[Bioperl-l] interesting blastxml issue

Jason Stajich jason@cgt.mc.duke.edu
Thu, 13 Dec 2001 14:06:03 -0500 (EST)


So when parsing NCBI blast output with blastx things are transformed in a
slightly different way in the xml vs the plain text output.

Normally we infer the strand of the query sequence in a blastx run by
looking at the start/end position and translating this to start always
less than end and updating the strand to -1 if start was > end.

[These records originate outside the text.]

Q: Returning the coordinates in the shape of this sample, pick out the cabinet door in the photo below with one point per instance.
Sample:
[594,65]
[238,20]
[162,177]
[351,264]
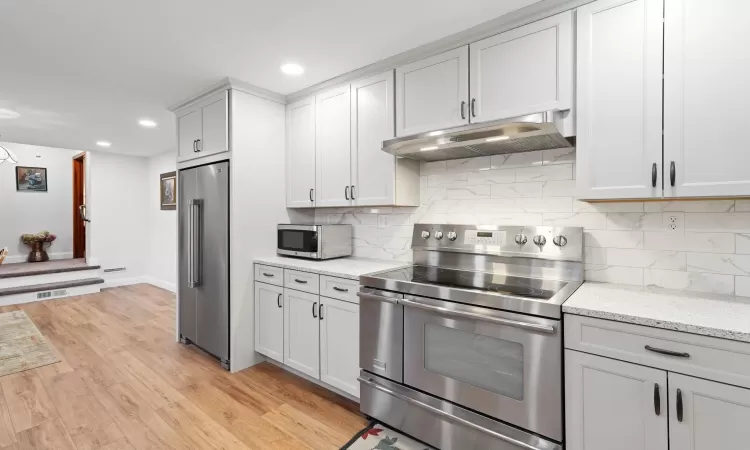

However in the NCBI XML output from blastall (2.1.3) we get the following

[only relavent stuff shown from the actual blastx run]
<Hsp_query-from>400</Hsp_query-from>
<Hsp_query-to>621</Hsp_query-to>
<Hsp_query-frame>-3</Hsp_query-frame>

while in plain text we get (from bl2seq):

 Score = 53.5 bits (127), Expect(2) = 3e-12
 Identities = 27/74 (36%), Positives = 40/74 (53%)
 Frame = -3

Yet if I look at the blast output in original blast text mode I get this:
Query: 621 YVVDSYANVAASAISAKNMTRSLIGASVPLWITQLFHNLGFQYGGLLLALVSVVXXXXXX 442
           Y+++SY  +AASA++A    RS  GA  PL+   +F  +G  + GLLL L +
Sbjct: 508 YIIESYLLLAASAVAANTFMRSAFGACFPLFAGYMFRGMGIGWAGLLLGLFAAAMIPVPL 567

Query: 441 XXXYKGASVRKRSK 400
                G S+RK+SK
Sbjct: 568 LFLKYGESIRKKSK 581


So... I've dealt with it with the following big of logic in
Bio::SearchIO::SearchEventResultBuilder:
top of method 'end_hsp'.

   if( defined $data->{'queryframe'} && # this is here to protect from  undefs
       ( ( $data->{'queryframe'} < 0 &&
	   $data->{'querystart'} < $data->{'queryend'} ) ||
	 $data->{'queryframe'} > 0 &&
	 ( $data->{'querystart'} > $data->{'queryend'} ) )
       )
       {
	   # swap
	   ($data->{'querystart'},
	    $data->{'queryend'}) = ($data->{'queryend'},
				    $data->{'querystart'});
       }
   if( defined $data->{'subjectframe'} && # this is here to protect from undefs

       ( (defined $data->{'subjectframe'} && $data->{'subjectframe'} < 0
&&
	$data->{'subjectstart'} < $data->{'subjectend'} ) ||
       defined $data->{'subjectframe'} && $data->{'subjectframe'} > 0 &&
       ( $data->{'subjectstart'} > $data->{'subjectend'} ) )
     )
   {
       # swap
       ($data->{'subjectstart'},
	$data->{'subjectend'}) = ($data->{'subjectend'},
				  $data->{'subjectstart'});
   }


I'm going to commit it - but I wanted to throw it out there and explain
where this ugliness came from and see if anyone has issues with it.


-- 
Jason Stajich
Duke University
jason@cgt.mc.duke.edu